Indian "public sphere"

Habermas get mentioned in the context of a debate on the possibility of a public sphere in India. Relevant excerpt:

"Ninan’s study takes forward Robin Jeffrey’s book, India’s Newspaper Revolution. Written in the ’90s, it encompassed the challenges before the language media, including Hindi, Urdu, and southern language newspapers, and their responses to it. But in both books, there are gaps in comprehending the public sphere in the Indian situation. The application of Habermas’s concept of public sphere in India’s diversified and unevenly developed society has limitations.

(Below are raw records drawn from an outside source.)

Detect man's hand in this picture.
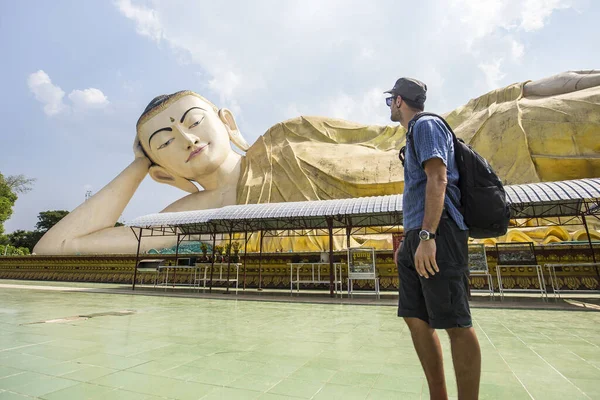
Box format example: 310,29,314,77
393,241,402,265
414,240,439,278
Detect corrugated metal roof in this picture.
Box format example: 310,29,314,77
128,178,600,230
505,178,600,203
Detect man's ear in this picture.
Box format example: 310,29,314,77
149,165,199,194
218,108,250,151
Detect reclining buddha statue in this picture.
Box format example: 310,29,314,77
33,70,600,255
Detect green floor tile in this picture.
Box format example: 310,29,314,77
521,384,590,400
201,386,261,400
0,353,61,372
248,362,300,378
128,359,188,374
72,354,147,370
480,371,520,385
268,378,324,398
329,370,379,387
91,370,215,399
478,382,531,399
374,374,423,394
1,282,600,399
288,366,336,382
227,373,282,392
99,389,163,400
366,388,421,400
176,367,238,386
0,391,33,400
0,368,21,380
22,344,97,361
10,375,79,397
304,358,346,371
377,362,424,378
312,383,371,400
0,372,45,391
571,378,600,398
61,365,117,382
40,382,115,400
257,393,295,400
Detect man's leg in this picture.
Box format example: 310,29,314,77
404,318,448,400
404,317,447,400
447,327,481,400
398,231,448,399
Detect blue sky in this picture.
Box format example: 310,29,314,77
1,0,598,232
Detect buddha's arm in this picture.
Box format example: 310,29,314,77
33,158,151,254
523,70,600,97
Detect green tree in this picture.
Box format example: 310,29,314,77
7,230,42,252
0,244,30,256
0,173,18,235
4,174,36,194
35,210,69,233
0,172,35,236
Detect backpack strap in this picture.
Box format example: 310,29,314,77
406,112,462,211
407,111,464,162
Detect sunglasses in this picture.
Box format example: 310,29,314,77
386,95,400,107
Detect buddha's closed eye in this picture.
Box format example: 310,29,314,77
188,115,205,129
158,138,174,150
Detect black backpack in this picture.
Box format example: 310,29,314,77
401,112,510,238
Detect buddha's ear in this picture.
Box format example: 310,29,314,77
219,108,250,151
149,165,199,194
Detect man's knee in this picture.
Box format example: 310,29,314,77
445,326,476,341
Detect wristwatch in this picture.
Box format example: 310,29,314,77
418,230,436,241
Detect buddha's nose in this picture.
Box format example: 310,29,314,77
184,134,200,149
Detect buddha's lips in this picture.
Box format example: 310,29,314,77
186,144,208,162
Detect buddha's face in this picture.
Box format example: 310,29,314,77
137,95,232,179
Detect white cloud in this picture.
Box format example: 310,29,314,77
114,0,577,135
449,0,572,80
114,0,163,41
322,88,390,125
28,71,110,116
478,59,506,89
68,88,109,109
452,0,572,42
511,39,525,62
27,70,67,116
520,0,571,31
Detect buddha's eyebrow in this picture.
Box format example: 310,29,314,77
180,107,207,123
148,127,173,146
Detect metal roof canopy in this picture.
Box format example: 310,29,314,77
129,178,600,293
128,178,600,237
130,194,404,237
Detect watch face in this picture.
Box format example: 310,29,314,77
419,230,429,240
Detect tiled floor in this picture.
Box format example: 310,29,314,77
0,282,599,399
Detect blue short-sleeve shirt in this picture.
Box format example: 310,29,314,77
402,115,468,231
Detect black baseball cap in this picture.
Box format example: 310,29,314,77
384,77,427,103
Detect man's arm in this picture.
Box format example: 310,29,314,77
413,158,447,278
411,118,451,278
422,158,448,233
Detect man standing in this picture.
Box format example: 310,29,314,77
387,78,481,400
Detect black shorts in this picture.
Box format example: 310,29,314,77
397,213,472,329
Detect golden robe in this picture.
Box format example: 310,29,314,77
234,81,600,250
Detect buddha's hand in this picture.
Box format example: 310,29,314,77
133,138,151,167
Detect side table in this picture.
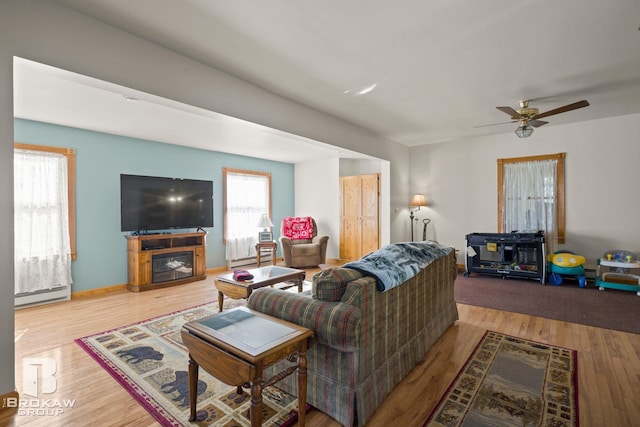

India’s agrarian society, having passed through colonial rule, is fundamentally different from a liberal, developed society in the West. The basic class character of the Hindi press’s ownership has been mercantile-capitalistic. The changeover from mercantile capitalism to industrial capitalism, and switching over to digital printing technology, do not necessarily cause a shift in the social and professional behaviour of Hindi press barons and mufassil proprietors.Also, the century-old caste character of the Hindi press is fairly intact. Still a caste Hindu-dominated press, proprietors, editors, bureau chiefs and chief reporters invariably come from Vaishya, Brahmin, Kayasth and other upper caste backgrounds. This affects the democratic functioning of the Hindi press."